Rédigé par Marina L. Sedai, avocate principale en droit de l’immigration et directrice de Sedai Immigration Law Corporation.
Le ministère de l’Immigration, des Réfugiés et de la Citoyenneté déclare chaque année le mois de mars “Mois de la prévention de la fraude”. Il met en garde le public contre les prédateurs de l’immigration, mais comment le public peut-il le faire ?
Cet article fournit une liste non exhaustive de signaux d’alerte et de mesures de protection que l’on peut prendre pour se protéger des prédateurs ainsi que des personnes qui ne cherchent pas à frauder consciemment mais qui se livrent à des pratiques douteuses ou incompétentes.
- Garantie d’un résultat positif ou d’un traitement plus rapide. Les fonctionnaires, les tribunaux et les cours sont des décideurs indépendants qui ne sont pas influencés par d’autres parties. Les prédateurs garantissent souvent que le décideur donnera un résultat positif ou le fera à une vitesse exceptionnelle. Au contraire, les avocats éthiques et compétents expliquent les chances de succès en fonction des forces et des faiblesses de l’affaire.
- Les non-avocats déclarent qu’ils sont avocats. Si un représentant affirme être un avocat mais qu’il n’est pas inscrit au barreau de sa province ou de son territoire, il n’est pas un avocat canadien et est probablement un prédateur. [La plupart des provinces et des territoires ont une liste d’avocats sur leur site web . Les ordres professionnels de juristes ont rendu de nombreuses ordonnances interdisant aux non-juristes de se faire appeler avocats. [2]
- Les non-avocats laissent entendre qu’ils sont avocats.

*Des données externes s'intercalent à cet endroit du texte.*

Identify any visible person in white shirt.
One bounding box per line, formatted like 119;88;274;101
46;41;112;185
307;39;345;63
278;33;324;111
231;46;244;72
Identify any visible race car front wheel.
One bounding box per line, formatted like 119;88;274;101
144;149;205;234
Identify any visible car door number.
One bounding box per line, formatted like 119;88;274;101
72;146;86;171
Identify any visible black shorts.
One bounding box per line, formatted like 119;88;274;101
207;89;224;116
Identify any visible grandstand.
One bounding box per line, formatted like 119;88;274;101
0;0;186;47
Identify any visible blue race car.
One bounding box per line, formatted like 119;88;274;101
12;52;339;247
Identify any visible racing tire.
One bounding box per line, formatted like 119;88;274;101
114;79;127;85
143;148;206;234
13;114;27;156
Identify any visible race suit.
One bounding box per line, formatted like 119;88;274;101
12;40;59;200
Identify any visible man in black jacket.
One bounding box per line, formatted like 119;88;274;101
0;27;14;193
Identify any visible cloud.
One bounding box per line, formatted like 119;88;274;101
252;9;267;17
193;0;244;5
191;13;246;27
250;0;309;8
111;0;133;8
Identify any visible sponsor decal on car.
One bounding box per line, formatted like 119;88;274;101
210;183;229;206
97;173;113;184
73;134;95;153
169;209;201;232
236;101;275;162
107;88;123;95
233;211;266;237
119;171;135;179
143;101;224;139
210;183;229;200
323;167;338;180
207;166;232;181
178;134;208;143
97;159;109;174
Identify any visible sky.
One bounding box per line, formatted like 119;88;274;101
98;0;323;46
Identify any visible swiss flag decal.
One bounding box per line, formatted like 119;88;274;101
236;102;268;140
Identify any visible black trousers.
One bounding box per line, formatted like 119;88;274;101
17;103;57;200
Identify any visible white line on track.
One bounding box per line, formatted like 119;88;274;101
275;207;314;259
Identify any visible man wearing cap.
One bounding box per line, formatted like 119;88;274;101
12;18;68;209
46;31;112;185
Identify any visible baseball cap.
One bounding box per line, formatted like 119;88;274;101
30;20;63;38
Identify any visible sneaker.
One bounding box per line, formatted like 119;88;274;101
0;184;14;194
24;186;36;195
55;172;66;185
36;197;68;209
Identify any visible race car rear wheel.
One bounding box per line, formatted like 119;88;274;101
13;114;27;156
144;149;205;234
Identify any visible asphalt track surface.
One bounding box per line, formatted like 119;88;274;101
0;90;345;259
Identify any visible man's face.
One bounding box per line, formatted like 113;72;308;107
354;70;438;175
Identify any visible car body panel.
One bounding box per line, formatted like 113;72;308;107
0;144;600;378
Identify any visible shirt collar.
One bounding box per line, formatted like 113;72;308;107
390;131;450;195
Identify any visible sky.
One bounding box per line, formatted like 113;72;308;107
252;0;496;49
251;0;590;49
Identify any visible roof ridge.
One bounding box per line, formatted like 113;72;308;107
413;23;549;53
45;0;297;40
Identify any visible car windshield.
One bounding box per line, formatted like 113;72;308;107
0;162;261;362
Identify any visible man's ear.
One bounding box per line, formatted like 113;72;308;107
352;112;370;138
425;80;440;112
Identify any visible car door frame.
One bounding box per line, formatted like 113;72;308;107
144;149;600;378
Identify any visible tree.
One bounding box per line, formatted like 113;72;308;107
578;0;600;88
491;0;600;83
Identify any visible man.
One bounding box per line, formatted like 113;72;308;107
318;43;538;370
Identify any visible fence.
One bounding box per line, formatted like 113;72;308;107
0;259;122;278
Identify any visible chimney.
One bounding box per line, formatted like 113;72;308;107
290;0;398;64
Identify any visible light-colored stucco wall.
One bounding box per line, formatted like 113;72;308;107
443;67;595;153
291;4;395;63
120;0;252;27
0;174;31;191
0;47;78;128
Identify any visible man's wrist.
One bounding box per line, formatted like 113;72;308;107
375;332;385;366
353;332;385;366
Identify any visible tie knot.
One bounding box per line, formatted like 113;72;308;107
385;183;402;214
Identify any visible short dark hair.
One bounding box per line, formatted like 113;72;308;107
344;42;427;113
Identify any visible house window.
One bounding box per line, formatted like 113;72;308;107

Si un représentant n’indique pas expressément qu’il n’est pas avocat, mais que le libellé de son site web, sa catégorie de publicité ou d’autres termes vagues peuvent induire le public en erreur quant à ses qualifications, demandez-vous s’il ne s’agit pas d’un prédateur.
- “J’en sais plus qu’un avocat” est une affirmation courante chez les prédateurs qui ne veulent pas perdre leur proie face à des avocats canadiens compétents et respectueux de l’éthique en matière d’immigration.
- Dissuadez-vous de demander un deuxième avis. Quelques centaines d’euros pour obtenir un deuxième ou un troisième avis pourraient vous éviter un désastre en matière d’immigration et/ou des dépenses de plusieurs milliers d’euros et vous alerter sur le fait que la première personne avec laquelle vous vous êtes entretenu pourrait être un prédateur.
- Pousser à participer à votre consultation avec un avocat. Le représentant de votre demande refusée insiste pour assister à votre consultation avec un avocat afin d’obtenir un deuxième avis ou des conseils sur un appel ou un contrôle judiciaire. Vous et l’avocat devez refuser, car si ce représentant a commis une faute dans le cadre de votre demande refusée ou s’il semble être un prédateur, vous devez être libre d’en discuter.
- Frais illégaux facturés aux travailleurs étrangers. Les prédateurs facturent souvent leurs clients travailleurs étrangers pour leur trouver un emploi[3] et pour les frais et coûts associés à la demande de l’employeur, tels que les évaluations de l’impact sur le marché du travail ou l’offre d’emploi en ligne pour les permis de travail exemptés de l’EIMT[4].
- Conflits d’intérêts. Un prédateur peut se trouver en situation de conflit d’intérêts, c’est-à-dire que son jugement ou ses actions sont influencés par son intérêt personnel ou par les intérêts d’un client au détriment de ceux d’un autre.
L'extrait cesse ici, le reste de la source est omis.